JEB Little Creek-Fort Story, VA Image 1
    JEB Little Creek-Fort Story, VA Image 2

    JEB Little Creek-Fort Story, VA History

    The land of this military post goes back 400 years to when colonists arrived in 1607 on the Chesapeake Bay, and called it Cape Henry. It had a commanding view, and firing position over the entrance to Chesapeake, and was mainly a shore battery. Three hundred years later, the Virginia General Assembly donated Cape Henry to the U.S government, and following shortly after, in 1914, a military post named Fort Story was built.

    Some major changes occurred for the fort during WWI and WWII. It became part of the Coast Defenses of Chesapeake Bay, was designated as a Harbor Defense Command, and eventually became the headquarters of the Harbor Defense Command. However, after WWII, the 458th Amphibious Truck Company and the Army DUKWS arrived for the first amphibious training. As a result, in 1946, the Transportation Training Command, at Eustis, took over the installation and the post was designated a Transportation Corps installation. Six years later it became a Class I sub-installation of Fort Eustis. Presently, Fort Story is part of the U.S Army Garrison, seventh group, and houses the Eleventh Transportation Battalion Terminal.

    In World War Two, this site became a training and practice center for developing the then radical concept of massive shore landings, known then and now as amphibious assaults. An early example of joint operations training, four facilities were developed on the site, Camp Bradford and Camp Shelton (named for the former landowners), and Frontier Base and Amphibious Training Base.

    Prior to World War Two there was little concept of an amphibious assault; troops landed, but they either docked or were carried ashore by boat. The British had developed combined force operations as far back as the Napoleon Wars, and the Union had launched a massive landing by boat against the Confederacy during the Civil War, but nothing like what the US of World War Two had in mind. The amphibious concept involved a much more closely coordinated operation of Navy launched amphibious tracked landing vehicles, with close shore bombardment support and Marine or Army troops storming beaches. Nothing quite like this had ever been done; the Imperial Japanese landed in motorized boats; Nazi Germany had conducted an air and sea assault on Crete, but the new US concept was to use water-to-land tracked vehicles.
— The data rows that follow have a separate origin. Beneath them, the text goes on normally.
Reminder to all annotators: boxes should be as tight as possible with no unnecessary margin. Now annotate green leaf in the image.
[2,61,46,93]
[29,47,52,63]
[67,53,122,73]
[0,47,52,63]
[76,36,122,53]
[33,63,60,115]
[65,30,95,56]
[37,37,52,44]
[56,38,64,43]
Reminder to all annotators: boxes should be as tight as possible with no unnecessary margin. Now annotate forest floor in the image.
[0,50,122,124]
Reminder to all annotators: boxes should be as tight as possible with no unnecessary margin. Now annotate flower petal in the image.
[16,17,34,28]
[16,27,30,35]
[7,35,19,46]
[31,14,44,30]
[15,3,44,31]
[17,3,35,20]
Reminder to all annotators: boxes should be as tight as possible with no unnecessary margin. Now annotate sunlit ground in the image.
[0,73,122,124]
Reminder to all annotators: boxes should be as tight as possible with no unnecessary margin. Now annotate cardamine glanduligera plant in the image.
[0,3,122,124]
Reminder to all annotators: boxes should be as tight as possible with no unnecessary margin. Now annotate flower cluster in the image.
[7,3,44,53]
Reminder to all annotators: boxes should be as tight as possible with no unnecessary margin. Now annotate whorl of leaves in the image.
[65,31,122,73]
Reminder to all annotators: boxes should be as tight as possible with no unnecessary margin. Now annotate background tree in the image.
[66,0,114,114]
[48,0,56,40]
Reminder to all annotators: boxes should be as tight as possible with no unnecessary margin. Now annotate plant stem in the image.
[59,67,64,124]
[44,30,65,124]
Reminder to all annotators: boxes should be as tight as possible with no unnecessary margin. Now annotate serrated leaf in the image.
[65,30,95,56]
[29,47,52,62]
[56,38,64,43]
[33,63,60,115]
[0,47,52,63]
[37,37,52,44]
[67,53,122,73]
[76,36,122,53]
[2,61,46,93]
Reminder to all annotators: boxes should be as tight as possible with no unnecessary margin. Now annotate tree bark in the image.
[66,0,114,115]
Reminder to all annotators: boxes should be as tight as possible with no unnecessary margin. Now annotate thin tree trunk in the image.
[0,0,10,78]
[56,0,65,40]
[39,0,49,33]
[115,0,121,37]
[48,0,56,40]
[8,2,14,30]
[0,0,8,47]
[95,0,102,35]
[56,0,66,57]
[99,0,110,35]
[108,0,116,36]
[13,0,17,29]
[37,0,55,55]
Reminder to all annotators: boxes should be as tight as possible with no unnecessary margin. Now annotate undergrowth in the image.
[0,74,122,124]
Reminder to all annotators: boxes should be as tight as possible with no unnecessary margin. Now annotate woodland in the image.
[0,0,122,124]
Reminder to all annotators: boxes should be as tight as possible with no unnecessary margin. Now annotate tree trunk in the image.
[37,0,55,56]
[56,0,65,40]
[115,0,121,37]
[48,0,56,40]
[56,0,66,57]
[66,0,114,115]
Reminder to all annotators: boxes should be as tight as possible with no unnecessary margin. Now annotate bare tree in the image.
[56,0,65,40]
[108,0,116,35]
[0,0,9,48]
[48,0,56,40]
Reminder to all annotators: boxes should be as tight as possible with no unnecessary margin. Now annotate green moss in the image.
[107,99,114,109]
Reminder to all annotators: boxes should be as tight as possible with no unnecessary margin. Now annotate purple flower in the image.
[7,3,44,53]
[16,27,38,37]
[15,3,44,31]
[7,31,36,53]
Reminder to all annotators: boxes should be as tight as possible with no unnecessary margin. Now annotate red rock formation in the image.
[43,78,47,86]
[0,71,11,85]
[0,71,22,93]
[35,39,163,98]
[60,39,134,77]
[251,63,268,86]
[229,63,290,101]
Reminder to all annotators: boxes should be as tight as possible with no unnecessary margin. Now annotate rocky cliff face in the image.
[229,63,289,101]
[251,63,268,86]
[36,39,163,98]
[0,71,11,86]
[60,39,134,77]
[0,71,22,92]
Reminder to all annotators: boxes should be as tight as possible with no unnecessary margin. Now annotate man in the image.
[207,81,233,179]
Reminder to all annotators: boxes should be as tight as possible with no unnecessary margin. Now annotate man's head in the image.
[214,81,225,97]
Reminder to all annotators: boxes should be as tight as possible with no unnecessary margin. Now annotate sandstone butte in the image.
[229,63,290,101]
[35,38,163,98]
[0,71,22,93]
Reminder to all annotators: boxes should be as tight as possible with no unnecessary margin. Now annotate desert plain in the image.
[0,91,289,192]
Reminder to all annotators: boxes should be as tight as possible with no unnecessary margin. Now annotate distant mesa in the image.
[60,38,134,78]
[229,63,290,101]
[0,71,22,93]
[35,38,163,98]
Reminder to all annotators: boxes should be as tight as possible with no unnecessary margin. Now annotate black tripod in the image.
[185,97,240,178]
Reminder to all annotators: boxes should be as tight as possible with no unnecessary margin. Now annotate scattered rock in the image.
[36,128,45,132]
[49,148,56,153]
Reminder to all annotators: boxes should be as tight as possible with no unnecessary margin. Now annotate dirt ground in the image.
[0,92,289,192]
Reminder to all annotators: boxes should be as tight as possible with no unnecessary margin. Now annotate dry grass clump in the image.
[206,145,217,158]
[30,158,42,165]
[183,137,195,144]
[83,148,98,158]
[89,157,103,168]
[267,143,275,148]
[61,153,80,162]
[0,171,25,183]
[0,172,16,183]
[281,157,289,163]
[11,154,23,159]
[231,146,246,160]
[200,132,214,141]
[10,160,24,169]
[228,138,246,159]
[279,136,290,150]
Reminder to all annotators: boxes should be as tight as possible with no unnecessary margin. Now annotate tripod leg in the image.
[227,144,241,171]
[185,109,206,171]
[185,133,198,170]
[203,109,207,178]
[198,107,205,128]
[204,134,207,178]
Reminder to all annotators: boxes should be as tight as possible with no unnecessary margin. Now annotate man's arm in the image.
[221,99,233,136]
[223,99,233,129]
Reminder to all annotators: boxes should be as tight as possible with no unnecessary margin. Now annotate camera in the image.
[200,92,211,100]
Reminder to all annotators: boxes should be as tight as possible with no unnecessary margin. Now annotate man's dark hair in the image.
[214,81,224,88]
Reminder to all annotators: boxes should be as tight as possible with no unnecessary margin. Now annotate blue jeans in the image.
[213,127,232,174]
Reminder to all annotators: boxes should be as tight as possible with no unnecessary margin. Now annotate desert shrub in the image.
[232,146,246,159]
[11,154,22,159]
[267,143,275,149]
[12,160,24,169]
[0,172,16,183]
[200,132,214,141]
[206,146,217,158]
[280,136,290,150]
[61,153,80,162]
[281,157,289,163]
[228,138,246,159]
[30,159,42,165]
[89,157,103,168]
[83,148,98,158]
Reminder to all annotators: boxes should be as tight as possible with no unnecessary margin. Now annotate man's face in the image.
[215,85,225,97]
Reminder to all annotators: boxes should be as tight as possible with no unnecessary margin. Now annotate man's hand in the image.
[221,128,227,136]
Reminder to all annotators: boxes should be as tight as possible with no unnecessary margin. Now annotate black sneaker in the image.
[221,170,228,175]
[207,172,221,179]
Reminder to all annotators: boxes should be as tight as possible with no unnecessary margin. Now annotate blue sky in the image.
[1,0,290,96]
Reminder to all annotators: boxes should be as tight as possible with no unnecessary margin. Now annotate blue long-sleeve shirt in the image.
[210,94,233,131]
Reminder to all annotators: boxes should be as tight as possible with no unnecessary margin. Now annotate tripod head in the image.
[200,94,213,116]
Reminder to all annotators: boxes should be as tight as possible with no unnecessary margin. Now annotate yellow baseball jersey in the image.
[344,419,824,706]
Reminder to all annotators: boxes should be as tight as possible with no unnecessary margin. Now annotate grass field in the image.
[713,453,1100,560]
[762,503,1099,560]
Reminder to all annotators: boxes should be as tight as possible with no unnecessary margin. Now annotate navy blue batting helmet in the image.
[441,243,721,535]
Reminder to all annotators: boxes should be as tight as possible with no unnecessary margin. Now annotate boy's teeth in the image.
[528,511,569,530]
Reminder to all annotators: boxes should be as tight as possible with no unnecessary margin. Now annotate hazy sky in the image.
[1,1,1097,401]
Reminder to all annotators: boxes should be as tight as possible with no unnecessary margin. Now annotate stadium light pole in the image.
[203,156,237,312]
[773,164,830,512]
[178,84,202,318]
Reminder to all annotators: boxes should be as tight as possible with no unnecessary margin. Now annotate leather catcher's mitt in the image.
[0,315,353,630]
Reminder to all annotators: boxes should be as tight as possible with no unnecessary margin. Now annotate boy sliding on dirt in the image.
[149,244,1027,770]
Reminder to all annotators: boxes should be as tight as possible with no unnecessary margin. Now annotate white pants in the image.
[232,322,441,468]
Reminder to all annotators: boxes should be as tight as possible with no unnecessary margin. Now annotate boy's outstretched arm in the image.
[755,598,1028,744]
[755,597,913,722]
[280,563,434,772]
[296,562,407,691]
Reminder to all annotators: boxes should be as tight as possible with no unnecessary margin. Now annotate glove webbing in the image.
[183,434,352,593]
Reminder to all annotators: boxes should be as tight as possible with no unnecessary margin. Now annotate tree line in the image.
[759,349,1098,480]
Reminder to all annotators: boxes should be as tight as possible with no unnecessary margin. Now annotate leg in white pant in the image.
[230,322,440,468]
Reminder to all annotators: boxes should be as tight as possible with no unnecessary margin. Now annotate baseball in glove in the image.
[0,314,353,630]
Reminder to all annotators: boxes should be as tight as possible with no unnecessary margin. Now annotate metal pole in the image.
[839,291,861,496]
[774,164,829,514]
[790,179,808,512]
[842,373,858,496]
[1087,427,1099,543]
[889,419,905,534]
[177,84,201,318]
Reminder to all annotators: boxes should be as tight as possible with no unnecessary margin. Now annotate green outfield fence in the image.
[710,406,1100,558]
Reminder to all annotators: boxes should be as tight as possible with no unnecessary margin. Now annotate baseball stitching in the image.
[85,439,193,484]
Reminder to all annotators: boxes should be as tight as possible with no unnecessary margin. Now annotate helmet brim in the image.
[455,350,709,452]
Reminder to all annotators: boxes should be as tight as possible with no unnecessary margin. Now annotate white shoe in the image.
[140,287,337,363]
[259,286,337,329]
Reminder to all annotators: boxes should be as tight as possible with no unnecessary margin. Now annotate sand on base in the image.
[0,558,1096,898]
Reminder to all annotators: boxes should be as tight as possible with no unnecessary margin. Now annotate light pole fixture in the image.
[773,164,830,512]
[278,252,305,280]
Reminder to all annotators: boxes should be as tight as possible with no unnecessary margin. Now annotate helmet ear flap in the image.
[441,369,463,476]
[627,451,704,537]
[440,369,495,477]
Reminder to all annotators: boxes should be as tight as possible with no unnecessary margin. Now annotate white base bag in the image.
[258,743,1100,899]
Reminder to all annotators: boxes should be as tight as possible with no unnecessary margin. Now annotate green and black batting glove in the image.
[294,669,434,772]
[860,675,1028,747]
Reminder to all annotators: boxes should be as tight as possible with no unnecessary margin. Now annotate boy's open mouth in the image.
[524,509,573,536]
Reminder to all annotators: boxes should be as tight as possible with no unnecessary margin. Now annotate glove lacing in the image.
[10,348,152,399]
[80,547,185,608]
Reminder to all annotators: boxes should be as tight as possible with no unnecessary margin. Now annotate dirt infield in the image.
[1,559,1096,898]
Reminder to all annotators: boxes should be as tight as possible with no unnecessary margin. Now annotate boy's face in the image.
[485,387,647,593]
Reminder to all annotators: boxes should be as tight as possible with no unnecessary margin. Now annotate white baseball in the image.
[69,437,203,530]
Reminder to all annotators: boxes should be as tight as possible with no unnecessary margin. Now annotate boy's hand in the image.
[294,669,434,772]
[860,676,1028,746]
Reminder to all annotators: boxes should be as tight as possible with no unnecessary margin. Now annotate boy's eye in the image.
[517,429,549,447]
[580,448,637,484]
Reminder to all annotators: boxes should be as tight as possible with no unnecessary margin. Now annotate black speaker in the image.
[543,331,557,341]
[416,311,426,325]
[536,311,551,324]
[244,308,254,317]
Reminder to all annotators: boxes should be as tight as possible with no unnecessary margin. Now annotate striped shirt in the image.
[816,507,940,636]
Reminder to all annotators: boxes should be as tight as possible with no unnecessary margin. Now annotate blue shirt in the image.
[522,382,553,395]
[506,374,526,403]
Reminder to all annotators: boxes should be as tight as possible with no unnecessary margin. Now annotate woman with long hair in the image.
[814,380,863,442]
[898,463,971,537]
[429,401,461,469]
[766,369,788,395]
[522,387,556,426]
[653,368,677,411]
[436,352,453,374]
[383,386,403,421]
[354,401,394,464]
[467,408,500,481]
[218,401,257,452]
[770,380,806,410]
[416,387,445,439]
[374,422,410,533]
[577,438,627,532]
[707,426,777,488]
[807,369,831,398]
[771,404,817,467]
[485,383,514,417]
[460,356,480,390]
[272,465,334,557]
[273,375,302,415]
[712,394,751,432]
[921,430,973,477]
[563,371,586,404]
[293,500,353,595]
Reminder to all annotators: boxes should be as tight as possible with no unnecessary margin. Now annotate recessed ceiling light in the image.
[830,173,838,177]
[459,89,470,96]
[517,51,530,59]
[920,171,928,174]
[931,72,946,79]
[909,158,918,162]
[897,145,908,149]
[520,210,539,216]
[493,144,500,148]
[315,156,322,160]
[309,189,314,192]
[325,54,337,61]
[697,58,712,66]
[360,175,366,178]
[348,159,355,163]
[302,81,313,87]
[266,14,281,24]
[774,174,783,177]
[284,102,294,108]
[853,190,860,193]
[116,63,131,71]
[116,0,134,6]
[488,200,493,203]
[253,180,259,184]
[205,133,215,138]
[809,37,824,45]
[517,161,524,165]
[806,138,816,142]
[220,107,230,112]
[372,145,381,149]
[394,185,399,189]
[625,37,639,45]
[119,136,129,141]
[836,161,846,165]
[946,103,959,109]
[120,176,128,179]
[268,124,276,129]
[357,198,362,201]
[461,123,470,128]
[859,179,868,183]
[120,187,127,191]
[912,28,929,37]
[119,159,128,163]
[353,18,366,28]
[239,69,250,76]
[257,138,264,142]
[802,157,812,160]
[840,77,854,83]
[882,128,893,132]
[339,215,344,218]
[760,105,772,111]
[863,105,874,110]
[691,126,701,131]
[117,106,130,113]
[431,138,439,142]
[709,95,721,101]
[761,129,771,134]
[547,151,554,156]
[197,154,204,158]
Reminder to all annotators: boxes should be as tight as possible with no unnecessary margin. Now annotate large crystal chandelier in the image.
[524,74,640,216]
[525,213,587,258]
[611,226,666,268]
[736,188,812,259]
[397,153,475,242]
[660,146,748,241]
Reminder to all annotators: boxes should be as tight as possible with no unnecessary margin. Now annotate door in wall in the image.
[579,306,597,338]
    Thanks to practice and training at Navy bases, especially what would later be Joint Base Little Creek, the US made amphibious assault a specialty, successfully conducted at Morocco and Algeria, Sicily, Salerno, and Anzio, and the largest amphibious assault ever, the Normandy Landings. In the Pacific Theater, the Marine Corps honed amphibious assault to a fine edge, making dozens of island beach assaults.

    Camp Bradford, at Little Creek, originally focused on training Seabees (Construction Battalions) and later trained LSTs (Landing Ship, Tanks) for the Normandy Landings. Camp Shelton, also at Little Creek, trained bluejackets for gunnery on merchant ships. The Frontier Base served as a training and housing center for troops destined for Europe.

    The Amphibious Training Base was where the real development was happening; all kinds of landing craft were tested and adapted; tactics were developed from principles, tested, and revised. This went on in primitive conditions, as base housing and other facilities were at first non-existent, and then very basic. In time, the base established itself, and trained over 200,000 Naval and over 160,000 Army and Marine personnel.

    All of these bases were partially inactivated at the end of World War Two, after being used for service separation, but the need for superior amphibious assault training was recognized, and a permanent base, Naval Amphibious Base Little Creek was established in 1946. Here, thousands of military personnel, Navy, Marine, Army, and members of allied foreign militaries have trained in modern amphibious assault.

    In 2010, NAB Little Creek and Fort Story were merged as part of the 2005 BRAC, to help save administrative costs.